Il vero conflitto di interessi.

Fatto salvo il diritto di critica a una misura adottata dal governo, diritto esercitato da Sky, diretta parte in causa, ma anche giustamente esercitato dai giornali italiani, la polemica attorno al conflitto di interessi è un modo tipicamente italiano di affrontare la realtà. Qualcuno ha giustamente detto che in Italia gli scandali non sono fatti, ma semplici opinioni. Il che di per se è proprio uno scandalo. Le parole logorano gli avvenimenti, i commenti esagerano il racconto dei fatti, il dibattito va sopra le righe, i toni si accendono, la polemica infuria. Dopo di che tutto si spegne, alla maniera del detto popolare che recita “passata la festa, gabbato lo santo”.

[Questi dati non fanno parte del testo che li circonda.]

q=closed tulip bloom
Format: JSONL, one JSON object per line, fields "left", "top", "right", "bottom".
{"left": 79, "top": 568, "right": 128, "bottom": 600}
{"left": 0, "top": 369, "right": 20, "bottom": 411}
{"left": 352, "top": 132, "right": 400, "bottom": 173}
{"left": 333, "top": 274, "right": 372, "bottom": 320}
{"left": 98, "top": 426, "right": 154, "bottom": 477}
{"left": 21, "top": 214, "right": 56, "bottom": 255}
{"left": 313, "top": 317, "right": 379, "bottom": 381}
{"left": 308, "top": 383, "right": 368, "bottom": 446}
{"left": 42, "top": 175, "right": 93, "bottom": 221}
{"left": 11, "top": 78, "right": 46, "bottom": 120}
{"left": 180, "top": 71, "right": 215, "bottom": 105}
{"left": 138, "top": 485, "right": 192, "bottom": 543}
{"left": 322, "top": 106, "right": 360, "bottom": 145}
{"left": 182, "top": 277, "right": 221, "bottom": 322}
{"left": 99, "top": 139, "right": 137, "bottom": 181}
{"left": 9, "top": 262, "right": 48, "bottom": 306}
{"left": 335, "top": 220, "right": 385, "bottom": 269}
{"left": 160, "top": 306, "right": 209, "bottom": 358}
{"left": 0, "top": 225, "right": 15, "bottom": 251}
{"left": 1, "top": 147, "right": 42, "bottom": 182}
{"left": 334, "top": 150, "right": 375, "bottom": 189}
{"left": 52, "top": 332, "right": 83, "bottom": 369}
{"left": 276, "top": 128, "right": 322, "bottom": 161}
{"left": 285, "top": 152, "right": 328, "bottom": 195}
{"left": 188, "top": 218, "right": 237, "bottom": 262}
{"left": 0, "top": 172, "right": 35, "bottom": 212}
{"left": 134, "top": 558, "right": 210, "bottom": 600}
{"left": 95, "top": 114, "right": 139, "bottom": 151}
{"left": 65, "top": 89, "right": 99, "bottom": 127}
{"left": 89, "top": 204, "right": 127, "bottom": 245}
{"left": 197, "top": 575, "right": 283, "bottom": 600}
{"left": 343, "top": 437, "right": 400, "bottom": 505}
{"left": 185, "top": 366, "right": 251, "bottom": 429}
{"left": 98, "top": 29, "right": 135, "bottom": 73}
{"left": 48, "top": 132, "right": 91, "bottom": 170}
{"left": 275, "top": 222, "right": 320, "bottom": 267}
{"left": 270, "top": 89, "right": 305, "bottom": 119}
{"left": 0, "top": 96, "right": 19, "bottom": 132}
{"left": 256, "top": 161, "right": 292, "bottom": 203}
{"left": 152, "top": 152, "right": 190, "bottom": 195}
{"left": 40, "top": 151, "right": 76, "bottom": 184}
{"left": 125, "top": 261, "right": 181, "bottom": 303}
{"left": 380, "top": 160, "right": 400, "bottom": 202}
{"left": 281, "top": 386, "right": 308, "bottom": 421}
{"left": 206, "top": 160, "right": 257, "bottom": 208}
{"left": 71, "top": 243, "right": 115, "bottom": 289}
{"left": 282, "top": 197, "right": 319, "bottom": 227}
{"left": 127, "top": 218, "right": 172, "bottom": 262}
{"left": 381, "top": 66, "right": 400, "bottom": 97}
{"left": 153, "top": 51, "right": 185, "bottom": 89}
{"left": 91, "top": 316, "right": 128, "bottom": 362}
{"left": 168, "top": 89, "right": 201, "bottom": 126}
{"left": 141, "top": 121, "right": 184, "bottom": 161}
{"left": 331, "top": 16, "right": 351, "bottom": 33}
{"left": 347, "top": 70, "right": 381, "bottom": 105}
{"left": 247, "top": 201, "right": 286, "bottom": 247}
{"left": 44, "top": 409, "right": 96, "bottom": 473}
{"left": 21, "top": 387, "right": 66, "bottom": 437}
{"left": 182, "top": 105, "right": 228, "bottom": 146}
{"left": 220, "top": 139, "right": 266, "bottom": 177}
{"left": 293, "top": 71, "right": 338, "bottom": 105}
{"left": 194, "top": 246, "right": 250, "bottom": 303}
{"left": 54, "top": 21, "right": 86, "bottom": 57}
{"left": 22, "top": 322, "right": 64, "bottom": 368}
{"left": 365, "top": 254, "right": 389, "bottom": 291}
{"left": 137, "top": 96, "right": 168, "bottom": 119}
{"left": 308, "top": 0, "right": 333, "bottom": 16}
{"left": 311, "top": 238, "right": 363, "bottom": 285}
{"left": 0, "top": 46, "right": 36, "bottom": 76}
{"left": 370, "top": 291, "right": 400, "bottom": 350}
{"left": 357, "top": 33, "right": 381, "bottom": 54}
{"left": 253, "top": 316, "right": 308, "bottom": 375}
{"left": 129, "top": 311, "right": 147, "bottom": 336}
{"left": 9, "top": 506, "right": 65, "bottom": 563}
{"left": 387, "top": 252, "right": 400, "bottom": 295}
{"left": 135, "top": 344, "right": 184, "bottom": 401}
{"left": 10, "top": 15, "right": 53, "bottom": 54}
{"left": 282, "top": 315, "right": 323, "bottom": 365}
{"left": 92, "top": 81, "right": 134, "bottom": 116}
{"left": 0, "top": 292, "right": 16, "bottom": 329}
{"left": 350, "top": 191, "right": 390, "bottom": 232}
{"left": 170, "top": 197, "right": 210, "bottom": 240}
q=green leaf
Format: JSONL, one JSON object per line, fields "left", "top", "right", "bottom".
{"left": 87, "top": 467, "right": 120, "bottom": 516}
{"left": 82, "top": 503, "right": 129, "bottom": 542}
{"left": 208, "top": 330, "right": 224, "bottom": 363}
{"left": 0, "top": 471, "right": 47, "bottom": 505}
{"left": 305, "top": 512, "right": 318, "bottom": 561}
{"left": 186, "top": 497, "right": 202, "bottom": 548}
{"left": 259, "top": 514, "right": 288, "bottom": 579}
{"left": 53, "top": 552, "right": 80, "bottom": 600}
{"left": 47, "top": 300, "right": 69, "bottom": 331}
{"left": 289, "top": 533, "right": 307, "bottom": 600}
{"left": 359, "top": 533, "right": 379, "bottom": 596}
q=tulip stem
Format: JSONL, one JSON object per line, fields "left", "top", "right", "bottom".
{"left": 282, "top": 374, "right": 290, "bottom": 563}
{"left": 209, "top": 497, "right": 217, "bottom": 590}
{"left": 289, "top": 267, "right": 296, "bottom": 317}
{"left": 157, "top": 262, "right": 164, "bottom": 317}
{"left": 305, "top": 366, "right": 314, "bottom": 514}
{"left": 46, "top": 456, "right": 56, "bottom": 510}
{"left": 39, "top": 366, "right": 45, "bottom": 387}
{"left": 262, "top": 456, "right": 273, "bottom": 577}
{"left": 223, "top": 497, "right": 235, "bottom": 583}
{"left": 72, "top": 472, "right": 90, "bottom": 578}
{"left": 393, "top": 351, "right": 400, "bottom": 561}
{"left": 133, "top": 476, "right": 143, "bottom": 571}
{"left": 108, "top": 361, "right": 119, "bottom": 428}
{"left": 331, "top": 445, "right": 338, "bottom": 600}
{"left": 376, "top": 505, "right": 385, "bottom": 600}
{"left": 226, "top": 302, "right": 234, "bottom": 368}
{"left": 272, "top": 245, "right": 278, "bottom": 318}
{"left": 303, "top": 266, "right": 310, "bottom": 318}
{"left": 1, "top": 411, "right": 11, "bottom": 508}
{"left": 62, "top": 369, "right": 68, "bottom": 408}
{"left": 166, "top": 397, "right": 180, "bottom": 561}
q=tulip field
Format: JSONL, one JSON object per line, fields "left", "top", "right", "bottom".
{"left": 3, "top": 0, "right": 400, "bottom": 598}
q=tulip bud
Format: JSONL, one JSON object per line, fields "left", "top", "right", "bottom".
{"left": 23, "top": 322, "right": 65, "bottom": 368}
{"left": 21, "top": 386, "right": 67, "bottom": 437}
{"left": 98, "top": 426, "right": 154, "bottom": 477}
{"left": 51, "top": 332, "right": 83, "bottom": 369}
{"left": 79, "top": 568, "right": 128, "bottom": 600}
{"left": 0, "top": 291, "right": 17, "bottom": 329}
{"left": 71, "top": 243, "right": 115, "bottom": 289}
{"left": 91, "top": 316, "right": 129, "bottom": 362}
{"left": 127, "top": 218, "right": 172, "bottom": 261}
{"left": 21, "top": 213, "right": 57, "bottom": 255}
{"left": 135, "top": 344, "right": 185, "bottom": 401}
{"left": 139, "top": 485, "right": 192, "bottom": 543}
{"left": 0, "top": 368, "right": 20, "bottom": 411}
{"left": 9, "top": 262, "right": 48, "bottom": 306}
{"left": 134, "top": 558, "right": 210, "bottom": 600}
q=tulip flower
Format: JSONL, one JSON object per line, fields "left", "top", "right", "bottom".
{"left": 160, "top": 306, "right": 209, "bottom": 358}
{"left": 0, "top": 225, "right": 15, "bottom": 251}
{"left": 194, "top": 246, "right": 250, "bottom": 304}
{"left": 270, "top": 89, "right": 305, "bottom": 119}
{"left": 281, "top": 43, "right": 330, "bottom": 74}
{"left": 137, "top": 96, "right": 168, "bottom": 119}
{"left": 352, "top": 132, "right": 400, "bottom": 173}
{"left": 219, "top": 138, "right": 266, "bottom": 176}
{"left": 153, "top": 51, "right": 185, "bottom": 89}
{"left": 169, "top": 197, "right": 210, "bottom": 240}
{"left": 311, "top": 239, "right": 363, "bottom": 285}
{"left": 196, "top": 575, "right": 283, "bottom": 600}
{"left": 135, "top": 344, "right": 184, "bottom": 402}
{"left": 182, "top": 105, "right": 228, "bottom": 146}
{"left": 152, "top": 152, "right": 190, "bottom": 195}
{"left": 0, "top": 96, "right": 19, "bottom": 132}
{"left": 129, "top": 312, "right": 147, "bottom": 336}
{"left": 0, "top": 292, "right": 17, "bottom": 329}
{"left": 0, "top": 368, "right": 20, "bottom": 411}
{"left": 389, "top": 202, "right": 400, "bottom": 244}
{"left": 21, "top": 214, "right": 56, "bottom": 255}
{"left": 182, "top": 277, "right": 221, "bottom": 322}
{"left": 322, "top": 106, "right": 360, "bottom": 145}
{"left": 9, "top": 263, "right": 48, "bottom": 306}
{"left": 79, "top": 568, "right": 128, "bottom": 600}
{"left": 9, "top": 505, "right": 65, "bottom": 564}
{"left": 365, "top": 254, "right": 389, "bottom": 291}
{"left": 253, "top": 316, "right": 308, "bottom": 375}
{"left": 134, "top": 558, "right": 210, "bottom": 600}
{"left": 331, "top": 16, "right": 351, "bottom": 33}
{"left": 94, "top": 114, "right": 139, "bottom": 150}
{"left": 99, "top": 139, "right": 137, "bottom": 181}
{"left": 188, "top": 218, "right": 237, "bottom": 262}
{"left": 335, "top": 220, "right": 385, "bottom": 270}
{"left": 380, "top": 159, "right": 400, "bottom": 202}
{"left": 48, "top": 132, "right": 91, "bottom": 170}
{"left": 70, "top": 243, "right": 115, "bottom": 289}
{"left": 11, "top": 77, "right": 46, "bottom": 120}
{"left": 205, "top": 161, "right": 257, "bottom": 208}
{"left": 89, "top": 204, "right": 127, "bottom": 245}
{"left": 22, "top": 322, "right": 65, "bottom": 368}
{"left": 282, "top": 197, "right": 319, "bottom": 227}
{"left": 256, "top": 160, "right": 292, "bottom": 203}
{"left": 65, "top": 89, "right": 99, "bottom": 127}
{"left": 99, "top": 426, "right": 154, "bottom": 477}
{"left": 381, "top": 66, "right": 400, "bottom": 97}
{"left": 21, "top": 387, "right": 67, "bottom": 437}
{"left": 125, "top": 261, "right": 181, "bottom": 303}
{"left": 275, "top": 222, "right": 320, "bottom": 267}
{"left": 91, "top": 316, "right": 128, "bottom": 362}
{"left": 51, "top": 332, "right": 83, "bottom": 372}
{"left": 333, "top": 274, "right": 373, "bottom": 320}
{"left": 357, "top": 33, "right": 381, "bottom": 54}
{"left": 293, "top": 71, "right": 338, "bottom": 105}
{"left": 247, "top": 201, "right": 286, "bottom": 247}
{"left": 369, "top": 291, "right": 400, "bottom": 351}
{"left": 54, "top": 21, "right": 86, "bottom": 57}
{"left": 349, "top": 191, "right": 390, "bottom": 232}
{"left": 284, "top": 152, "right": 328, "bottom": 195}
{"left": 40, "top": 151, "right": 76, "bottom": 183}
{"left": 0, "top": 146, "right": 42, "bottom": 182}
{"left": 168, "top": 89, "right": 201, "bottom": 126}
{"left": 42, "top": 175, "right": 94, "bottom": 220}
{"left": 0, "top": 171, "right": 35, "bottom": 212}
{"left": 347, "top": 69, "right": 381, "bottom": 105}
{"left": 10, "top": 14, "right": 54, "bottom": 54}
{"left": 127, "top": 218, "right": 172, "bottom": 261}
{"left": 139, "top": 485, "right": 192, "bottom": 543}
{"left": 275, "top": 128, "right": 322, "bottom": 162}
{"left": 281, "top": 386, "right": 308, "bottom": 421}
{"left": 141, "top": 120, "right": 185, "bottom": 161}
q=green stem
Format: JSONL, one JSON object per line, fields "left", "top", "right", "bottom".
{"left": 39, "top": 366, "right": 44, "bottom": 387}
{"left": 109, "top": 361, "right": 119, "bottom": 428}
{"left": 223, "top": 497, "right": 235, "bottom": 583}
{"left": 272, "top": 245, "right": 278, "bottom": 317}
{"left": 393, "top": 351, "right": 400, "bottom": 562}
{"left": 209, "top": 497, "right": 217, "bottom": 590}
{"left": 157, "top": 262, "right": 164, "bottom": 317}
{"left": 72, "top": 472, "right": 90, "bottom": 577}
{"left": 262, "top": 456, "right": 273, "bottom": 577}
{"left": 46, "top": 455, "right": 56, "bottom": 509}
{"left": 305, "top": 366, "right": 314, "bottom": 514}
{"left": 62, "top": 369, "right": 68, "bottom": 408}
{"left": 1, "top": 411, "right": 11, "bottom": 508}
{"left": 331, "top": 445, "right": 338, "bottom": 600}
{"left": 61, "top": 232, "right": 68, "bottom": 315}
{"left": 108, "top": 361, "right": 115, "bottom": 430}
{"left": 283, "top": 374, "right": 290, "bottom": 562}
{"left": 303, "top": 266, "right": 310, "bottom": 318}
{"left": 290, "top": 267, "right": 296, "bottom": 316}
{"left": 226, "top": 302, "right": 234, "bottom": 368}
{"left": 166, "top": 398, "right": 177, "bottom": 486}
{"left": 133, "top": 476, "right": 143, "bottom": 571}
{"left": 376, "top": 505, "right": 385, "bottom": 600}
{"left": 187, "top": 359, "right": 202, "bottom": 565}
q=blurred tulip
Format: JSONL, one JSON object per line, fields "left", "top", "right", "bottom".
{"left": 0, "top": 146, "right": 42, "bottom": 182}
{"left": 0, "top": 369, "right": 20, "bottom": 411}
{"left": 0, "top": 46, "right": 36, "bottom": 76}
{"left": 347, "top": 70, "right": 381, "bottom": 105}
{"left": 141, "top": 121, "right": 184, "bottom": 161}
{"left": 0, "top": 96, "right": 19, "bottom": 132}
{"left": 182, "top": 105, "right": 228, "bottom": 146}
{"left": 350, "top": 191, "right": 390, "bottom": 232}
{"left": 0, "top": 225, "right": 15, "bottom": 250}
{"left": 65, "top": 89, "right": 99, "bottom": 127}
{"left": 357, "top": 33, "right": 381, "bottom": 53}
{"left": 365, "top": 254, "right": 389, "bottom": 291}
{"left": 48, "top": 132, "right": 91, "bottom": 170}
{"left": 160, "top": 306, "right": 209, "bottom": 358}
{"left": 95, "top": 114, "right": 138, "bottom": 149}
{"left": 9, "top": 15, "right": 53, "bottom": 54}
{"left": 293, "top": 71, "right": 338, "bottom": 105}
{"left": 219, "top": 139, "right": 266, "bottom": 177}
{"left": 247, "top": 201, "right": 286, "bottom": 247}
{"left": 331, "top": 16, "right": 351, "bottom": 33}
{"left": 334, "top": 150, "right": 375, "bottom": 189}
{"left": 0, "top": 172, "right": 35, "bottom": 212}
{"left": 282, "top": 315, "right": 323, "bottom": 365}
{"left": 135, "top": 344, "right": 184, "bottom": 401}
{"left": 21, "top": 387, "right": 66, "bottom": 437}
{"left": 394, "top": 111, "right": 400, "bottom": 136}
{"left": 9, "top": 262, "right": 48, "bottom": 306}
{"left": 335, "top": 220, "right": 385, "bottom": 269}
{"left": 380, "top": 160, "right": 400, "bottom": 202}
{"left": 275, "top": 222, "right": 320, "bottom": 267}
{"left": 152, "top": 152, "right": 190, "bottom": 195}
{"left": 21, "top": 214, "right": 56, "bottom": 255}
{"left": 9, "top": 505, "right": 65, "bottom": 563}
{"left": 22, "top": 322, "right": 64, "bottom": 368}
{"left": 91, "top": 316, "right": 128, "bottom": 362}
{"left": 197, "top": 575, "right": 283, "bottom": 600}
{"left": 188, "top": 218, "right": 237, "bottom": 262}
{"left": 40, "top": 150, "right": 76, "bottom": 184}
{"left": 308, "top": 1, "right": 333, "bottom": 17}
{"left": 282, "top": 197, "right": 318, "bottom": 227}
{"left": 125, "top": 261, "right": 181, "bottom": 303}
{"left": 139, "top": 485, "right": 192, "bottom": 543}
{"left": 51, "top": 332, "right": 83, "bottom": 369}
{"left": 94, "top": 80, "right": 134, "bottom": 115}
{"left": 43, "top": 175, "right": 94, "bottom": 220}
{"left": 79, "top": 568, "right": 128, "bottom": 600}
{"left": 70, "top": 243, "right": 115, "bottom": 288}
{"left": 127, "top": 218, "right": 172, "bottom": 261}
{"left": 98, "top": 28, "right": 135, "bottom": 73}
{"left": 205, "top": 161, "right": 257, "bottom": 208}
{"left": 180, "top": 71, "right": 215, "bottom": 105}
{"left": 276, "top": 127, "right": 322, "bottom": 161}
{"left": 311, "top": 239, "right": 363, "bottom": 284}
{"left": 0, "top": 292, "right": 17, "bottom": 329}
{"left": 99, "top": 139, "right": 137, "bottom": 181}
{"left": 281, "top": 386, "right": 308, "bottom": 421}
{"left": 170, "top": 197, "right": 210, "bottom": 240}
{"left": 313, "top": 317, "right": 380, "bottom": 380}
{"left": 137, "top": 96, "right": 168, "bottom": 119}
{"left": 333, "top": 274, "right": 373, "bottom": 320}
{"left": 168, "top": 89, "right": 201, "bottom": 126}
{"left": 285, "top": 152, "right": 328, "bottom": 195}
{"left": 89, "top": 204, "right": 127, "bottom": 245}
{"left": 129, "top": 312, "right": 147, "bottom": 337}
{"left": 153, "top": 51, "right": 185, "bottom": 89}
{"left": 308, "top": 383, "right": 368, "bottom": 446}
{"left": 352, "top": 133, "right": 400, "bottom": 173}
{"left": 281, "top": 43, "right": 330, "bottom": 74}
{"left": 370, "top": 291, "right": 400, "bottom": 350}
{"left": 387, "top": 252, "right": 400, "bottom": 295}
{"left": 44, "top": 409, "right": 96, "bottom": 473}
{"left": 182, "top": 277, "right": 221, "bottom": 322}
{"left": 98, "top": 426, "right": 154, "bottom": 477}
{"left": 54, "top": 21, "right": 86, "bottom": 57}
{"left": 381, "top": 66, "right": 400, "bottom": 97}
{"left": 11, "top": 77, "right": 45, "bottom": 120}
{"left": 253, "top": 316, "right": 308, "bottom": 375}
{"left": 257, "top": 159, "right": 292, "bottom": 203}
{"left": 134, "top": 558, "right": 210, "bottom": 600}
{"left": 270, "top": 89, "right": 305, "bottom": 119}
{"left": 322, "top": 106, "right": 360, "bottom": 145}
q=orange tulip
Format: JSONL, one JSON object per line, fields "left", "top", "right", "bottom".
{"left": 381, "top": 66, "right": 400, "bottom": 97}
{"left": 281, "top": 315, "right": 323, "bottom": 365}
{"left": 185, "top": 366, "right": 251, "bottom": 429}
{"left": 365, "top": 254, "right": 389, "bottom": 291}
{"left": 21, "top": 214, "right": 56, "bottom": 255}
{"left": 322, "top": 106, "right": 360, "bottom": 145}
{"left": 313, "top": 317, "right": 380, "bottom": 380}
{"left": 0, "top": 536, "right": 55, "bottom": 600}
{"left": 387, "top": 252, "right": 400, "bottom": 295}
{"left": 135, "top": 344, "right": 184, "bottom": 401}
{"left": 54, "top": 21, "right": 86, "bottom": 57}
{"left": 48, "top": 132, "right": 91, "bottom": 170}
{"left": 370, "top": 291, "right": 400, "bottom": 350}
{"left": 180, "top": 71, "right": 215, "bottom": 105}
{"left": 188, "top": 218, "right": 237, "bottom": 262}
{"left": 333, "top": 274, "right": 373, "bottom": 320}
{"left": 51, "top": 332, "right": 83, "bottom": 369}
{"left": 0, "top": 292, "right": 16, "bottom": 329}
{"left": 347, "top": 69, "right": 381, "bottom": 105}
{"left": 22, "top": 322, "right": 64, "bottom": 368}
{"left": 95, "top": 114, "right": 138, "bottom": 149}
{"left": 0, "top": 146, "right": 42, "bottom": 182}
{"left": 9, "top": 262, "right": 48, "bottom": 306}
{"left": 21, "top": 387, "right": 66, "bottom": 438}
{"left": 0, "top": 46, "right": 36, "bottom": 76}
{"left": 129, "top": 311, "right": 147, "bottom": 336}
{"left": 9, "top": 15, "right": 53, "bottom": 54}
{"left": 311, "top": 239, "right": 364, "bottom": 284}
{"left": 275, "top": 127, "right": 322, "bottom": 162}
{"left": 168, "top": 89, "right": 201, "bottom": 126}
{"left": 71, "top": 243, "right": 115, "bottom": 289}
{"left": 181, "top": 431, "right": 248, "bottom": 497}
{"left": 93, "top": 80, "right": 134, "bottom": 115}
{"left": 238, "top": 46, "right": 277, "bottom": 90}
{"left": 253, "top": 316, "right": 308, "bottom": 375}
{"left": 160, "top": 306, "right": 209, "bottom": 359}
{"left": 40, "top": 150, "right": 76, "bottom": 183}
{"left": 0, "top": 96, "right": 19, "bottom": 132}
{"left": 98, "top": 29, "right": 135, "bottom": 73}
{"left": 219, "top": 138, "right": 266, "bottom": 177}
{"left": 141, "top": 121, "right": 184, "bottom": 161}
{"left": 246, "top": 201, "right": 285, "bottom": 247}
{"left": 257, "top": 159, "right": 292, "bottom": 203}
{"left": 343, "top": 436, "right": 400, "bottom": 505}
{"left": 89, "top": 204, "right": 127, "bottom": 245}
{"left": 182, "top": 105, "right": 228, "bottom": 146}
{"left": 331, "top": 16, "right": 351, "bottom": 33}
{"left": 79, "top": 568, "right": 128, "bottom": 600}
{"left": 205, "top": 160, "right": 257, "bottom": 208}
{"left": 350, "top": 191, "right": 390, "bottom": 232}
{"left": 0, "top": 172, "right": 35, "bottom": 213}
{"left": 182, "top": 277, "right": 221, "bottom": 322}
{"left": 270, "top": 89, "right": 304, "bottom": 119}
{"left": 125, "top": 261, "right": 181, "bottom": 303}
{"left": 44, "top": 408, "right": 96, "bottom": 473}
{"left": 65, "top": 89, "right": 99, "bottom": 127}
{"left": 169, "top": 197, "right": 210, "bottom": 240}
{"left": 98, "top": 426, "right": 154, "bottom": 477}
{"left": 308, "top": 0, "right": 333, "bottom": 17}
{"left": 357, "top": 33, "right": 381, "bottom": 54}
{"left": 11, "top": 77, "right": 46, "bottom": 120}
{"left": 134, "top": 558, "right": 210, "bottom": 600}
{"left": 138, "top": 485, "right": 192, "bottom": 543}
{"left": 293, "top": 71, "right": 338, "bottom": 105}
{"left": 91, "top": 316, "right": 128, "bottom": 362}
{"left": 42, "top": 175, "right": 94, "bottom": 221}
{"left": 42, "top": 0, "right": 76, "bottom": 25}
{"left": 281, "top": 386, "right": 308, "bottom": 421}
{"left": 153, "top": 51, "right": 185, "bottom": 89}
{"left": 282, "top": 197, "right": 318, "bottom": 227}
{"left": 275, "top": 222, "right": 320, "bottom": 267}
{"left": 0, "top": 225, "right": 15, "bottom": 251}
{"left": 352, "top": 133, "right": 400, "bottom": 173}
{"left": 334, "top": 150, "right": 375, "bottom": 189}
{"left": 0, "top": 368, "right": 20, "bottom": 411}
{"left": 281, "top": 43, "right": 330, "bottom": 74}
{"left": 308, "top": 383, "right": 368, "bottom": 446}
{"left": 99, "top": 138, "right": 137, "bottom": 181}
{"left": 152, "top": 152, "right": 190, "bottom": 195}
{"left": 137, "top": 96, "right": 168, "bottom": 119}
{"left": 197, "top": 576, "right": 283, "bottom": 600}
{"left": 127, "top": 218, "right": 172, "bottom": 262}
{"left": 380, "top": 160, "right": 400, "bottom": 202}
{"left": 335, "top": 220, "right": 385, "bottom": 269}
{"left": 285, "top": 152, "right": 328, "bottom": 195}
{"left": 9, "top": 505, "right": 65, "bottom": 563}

Il fatto è che il conflitto di interessi c’è. Il fatto è che la legge Frattini contro il conflitto di interessi non è mai stata efficace. Il fatto è che il precedente governo Prodi non ha modificato quella legge inefficace. Il fatto è che l’attuale governo nega l’esistenza del fatto che il conflitto di interessi c’è. Dopo di che ognuno può legittimamente esprimere il suo punto di vista in merito. Ma le opinioni passano, i fatti restano. Questo modo di ragionare fa molto male alla comprensione della realtà, proprio in un momento cruciale della nostra economia, che perde colpi, sotto la pressione dei mercati globali, ma subisce i colpi di una visione per niente lucida della gravità della situazione.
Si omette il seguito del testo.